I worked with a couple friends on my private Minecraft server –yes the one I’ve covered here before– by the names of doflagie and TheRSC. We didn’t go messing around with NAT tables, but we did inspect the DHCP configuration files some more.

At least, that was the plan at first. I accidentally broke an interface by editing the file there. Rebooting cut off my connection. I SSH’ed in over the other interface and promptly broke that one too. I had to swap around cables to fix those config files, so it was all good.

With my little review from last week out of the way, I went to weed through the actual DHCP config file. I wasn’t sure where it was, but before I resorted to finding it again online, I noticed one terminal on my workstation was already in a local DHCP directory when it wasn’t SSH’ed into somewhere else.

As part of my workflow, I hooked BlinkyPie up to the Ethernet subnet. Thanks to the default Raspian settings, eth0 overrode wlan0 as the default network interface, so I didn’t have to disable or disconnect Wi-Fi. Otherwise, Blinky is standing in for a generic microcomputer on this micronetwork.

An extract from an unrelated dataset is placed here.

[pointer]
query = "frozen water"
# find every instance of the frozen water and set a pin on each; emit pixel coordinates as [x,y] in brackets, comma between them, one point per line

It took several hours, but when I rearranged the DHCP config on the Pi4 to reflect the subnet and not the wider home network, I was able to reach out from Blinky through the Pi4. However, I was only allowed to the gateway, and no farther.

These results are underwhelming. Each last problem feels like it is comprised of a chain of smaller problems, leading to another such chain. I’m making progress, but if feels like the goalpost is moving on me.

Final question: How hard should this really be? Sure, there are higher lever programs, but how long should a low-level approach like what I’m doing take to figure out?